Fort Pepperrell originally was the nucleus of the defense protecting the Northeast coast of the United States and Canada.

In the early 1940s, French Atlantic ports were controlled by the Germans and French African ports were cut off for Royal Navy airships. The French fleet was in danger of coming under enemy control. Great Britain was practically alone as the Allied line of defense since Italy was allied with Germany and had their fleet in the Mediterranean.

The British government got leases for sites for the establishment of military bases for the government of the United States in September 1940. This included facilities in Britain's western possessions, Newfoundland, and the south Atlantic territories.

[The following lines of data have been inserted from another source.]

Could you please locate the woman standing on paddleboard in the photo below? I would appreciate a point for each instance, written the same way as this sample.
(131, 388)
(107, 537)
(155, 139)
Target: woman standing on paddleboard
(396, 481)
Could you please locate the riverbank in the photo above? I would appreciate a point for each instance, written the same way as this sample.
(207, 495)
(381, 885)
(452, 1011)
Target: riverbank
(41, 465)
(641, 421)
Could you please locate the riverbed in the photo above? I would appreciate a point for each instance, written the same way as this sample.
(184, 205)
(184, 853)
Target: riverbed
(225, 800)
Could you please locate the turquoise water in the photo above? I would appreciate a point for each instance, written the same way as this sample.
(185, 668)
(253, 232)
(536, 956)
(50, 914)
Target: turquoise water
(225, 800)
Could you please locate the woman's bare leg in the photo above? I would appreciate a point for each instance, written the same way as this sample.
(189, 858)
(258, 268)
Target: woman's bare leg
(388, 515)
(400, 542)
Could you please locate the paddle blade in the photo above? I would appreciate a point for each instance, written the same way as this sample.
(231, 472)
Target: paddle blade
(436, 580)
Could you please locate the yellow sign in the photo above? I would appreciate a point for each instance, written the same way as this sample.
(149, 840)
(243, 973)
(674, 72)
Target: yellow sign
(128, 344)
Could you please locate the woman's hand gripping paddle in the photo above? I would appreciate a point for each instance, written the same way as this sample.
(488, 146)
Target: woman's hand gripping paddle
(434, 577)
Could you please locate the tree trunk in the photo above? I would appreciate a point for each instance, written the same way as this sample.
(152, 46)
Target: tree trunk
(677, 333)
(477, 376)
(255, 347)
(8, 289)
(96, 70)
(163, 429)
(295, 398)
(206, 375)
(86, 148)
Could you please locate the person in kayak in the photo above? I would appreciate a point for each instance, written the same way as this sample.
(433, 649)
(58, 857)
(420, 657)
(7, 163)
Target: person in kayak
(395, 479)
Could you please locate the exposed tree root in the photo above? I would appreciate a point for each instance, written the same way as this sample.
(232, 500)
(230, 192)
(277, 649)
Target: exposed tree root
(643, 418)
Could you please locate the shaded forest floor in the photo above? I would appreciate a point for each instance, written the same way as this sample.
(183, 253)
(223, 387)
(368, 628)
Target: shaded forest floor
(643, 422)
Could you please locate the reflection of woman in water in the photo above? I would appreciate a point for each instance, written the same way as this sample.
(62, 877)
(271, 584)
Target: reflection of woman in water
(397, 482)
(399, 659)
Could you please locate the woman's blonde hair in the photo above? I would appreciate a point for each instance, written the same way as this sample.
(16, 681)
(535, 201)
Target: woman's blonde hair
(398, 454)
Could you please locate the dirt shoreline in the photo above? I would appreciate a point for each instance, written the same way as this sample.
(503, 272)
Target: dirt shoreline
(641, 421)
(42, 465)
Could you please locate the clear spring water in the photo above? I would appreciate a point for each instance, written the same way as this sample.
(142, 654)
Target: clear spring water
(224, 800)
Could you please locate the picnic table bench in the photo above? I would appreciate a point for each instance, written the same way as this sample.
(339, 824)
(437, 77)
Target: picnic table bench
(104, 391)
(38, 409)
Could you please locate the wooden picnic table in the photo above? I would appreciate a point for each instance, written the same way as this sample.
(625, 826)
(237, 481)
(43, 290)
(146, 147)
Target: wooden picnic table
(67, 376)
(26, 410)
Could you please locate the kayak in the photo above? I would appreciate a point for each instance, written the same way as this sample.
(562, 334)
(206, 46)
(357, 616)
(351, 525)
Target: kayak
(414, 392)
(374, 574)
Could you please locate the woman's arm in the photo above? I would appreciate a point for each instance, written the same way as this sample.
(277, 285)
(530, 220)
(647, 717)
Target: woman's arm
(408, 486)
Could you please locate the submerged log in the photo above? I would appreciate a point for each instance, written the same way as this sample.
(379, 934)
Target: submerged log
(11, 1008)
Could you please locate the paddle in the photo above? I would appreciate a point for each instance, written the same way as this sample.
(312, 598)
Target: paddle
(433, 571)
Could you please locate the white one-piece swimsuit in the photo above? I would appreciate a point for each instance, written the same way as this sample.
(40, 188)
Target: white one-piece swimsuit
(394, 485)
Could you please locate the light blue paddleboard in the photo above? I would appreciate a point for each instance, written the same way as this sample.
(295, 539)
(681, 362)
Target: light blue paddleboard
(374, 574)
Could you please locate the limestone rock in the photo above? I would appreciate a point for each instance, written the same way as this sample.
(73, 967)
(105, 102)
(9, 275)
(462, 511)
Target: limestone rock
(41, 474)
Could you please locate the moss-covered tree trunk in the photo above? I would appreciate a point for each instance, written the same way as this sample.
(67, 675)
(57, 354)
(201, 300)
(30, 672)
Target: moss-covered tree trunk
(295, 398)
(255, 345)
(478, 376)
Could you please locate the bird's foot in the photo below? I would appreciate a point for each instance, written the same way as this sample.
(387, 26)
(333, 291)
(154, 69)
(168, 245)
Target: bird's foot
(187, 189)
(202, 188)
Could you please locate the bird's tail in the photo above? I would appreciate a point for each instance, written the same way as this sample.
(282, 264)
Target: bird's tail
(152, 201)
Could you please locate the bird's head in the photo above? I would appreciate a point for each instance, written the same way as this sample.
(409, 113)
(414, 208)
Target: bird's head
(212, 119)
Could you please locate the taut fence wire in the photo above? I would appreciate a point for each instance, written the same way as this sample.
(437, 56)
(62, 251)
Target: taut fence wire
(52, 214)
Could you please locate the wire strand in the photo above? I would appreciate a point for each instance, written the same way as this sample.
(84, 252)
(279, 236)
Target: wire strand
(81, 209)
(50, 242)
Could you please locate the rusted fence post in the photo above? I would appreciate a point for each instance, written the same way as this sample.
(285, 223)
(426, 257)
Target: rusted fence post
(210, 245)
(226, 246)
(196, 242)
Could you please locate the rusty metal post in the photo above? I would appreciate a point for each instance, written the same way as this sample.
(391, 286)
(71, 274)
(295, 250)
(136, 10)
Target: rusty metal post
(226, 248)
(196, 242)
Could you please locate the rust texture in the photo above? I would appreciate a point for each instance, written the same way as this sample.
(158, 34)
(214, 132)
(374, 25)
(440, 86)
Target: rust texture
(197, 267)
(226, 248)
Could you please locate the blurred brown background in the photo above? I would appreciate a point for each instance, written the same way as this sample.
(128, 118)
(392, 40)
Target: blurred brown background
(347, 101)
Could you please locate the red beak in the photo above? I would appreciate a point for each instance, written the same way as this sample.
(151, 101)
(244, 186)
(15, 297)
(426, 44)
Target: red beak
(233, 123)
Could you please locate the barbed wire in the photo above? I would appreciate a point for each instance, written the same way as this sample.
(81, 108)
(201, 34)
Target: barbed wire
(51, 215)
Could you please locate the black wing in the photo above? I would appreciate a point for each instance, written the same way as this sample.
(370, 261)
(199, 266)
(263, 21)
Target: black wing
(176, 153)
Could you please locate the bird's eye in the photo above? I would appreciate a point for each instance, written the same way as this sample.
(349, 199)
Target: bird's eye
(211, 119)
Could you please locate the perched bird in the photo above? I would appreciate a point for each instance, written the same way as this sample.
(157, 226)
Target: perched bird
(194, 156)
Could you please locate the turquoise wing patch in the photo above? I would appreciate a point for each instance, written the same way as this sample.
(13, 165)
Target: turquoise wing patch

Great Britain did not want to sell or cede the land. This resulted in the United States leasing sites for 99 years from them in 1941.These sites were leased for construction of air bases in Newfoundland, Bermuda, Bahamas, Jamaica, Antigua, St. Lucia, Trinidad, and British Guinea

In January of 1941, Headquarters Newfoundland Base Command (NBC) was activated aboard the U.S. Army transport, Edmund B. Alexander, the former German liner, Amerika, which had been made into a floating barracks, and arrived off Cape Spear, Newfoundland January 25, 1941 with the first U.S. troops numbering about 1000 men made up of infantry, coast artillery and anti-aircraft artillery.

The ship Alexander was kept out of harbor until January 29 when it maneuvered through the narrows to St. John's, the largest ship to ever have been docked there.It was decided that the ship would be used as a barracks until housing had been built by the U.S. District of Engineers who had already been at work before the Alexander's arrival. That work began in October 1940 near Quidi Vidi Lake. A tent camp known as Alexander built on carpasian Road was completed May 20, 1941 and this would serve as quarters for the troops until permanent quarters could be built.

Wartime shortages prevented the Canadians from building permanent military bases at Botwood, Gander, Bell Island or St.John's and because of this, Canadian military buildings were constructed quickly and cheaply using whatever material was readily available. U.S. construction was planned to last the duration of the 90 year lease.

Construction of the permanent base began in May 1941 and some of the troops were able to move into permanent quarters late in the year. Roosevelt Avenue and Charter Avenue were constructed in the shape of a stylized cowboy hat which encompassed each barracks building. Each new barracks was designed to house 125 men using single beds or 250 men using double deck beds. Each Barracks included space for non-commissioned officer sleeping quarters and space for an orderly room. By 1943, some 5000 American troops were at Fort Pepperrell.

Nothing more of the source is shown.